Alternative work arrangements that allow a worker to telecommute from home can offer significant benefits to both the employee and employer. For the employee, working at home can eliminate time spent commuting. For the employer, fewer onsite employees can reduce the amount of office space it must lease.
But there could be one drawback to allowing an employee to telecommute, particularly if the employee resides in a state other than where the employer operates. Most state tax departments believe that an out-of-state company could be subject to their income tax solely because of the presence of one or more employees who telecommute from a home located within the state’s borders. Nearly all of the states take this position--even if the employee’s activities are limited to back-office functions such as payroll or product development tasks such as computer coding.
This is consistent with a New Jersey ruling on the issue inTelebright Corporation Inc. v.New JerseyDirector, Division of Taxation, 25 N.J. Tax 333 (N.J. Tax Ct. Mar. 24, 2010), aff'd 424 N.J. Super. 384 (March 2, 2012). In that case, a taxpayer based in Maryland allowed an employee to telecommute from home in New Jersey on a full-time basis. The employee developed and wrote software code, sending it electronically to the taxpayer's computer in Maryland.

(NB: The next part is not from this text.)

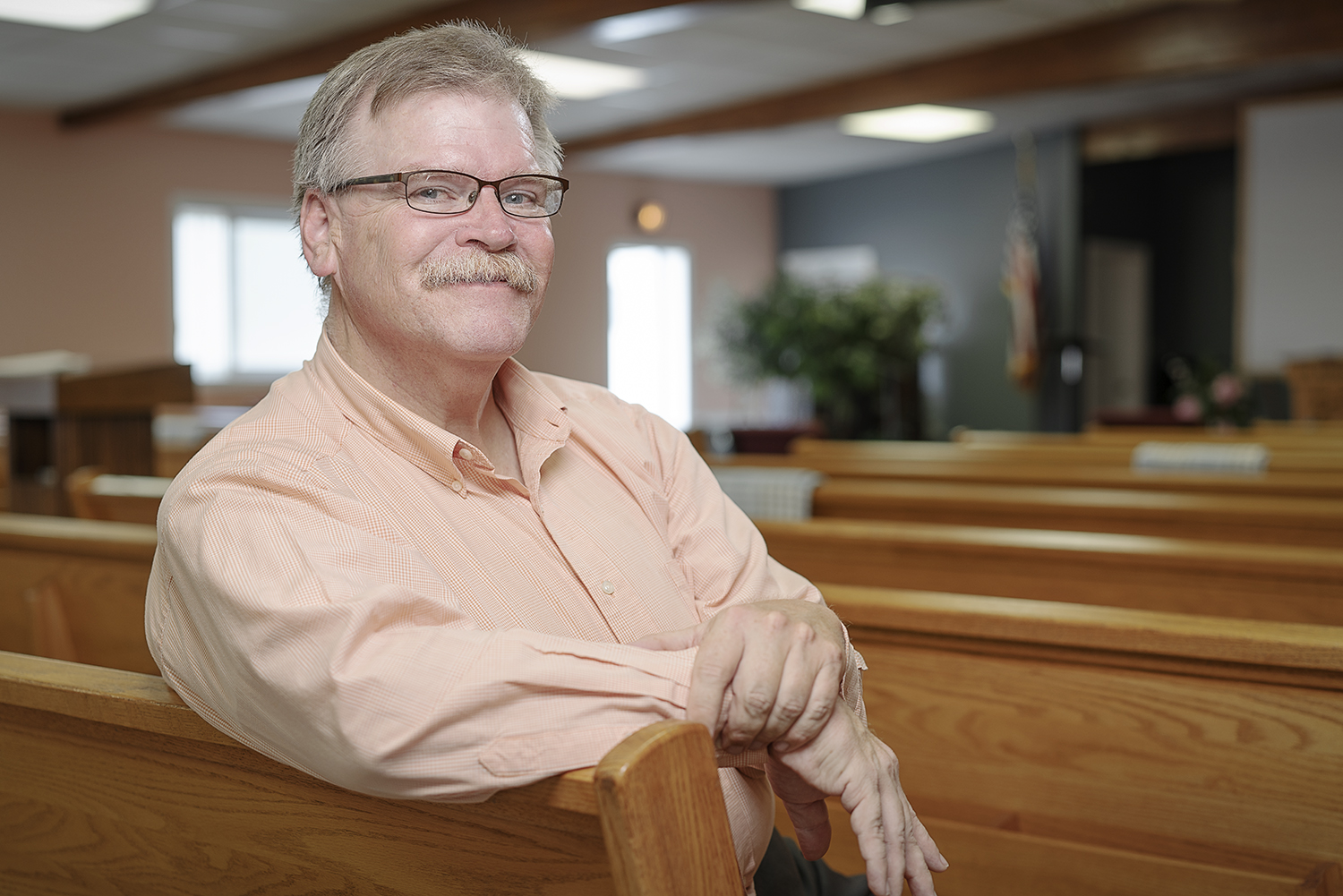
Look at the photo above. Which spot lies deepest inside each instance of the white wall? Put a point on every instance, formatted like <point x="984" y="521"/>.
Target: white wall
<point x="731" y="233"/>
<point x="1291" y="298"/>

The New Jersey T ax Court found the employee's daily presence in New Jersey satisfied the substantial-nexus requirement of the Commerce Clause because the corporation enjoyed the benefits of the state's labor market. On appeal, the New Jersey Superior Court affirmed. The court reasoned that the employee's activities in the state constituted “doing business” as defined by New Jersey's statute and regulations. Due Process arguments were rejected, with the court finding that the imposition of tax was justified because the employee was working on a full-time basis in the state for the taxpayer. The court reasoned that if the employee violated the restrictive covenants in her employment contract, relief could be sought in New Jersey courts. As a result, the taxpayer had sufficient minimum contacts with New Jersey to permit taxation.
For the Bloomberg BNA 2013 Survey of State Tax Departments, 36 states, plus the District of Columbia and New York City, said income tax nexus would result for an out-of-state corporation with employees that telecommute from homes within their jurisdiction. As in prior years, most of these states said that their position would remain the same even if the corporation had made no sales in the state or the employees telecommuted for only part of their total work time.
Most of the states (33) also said nexus would arise from a single telecommuter who performed back office administrative business functions, such as payroll, as opposed to direct customer service or other activities directly related to the employer's commercial business activities. Thirty-four jurisdictions said nexus would be triggered by a single telecommuting employee who performs product development functions, such as computer coding.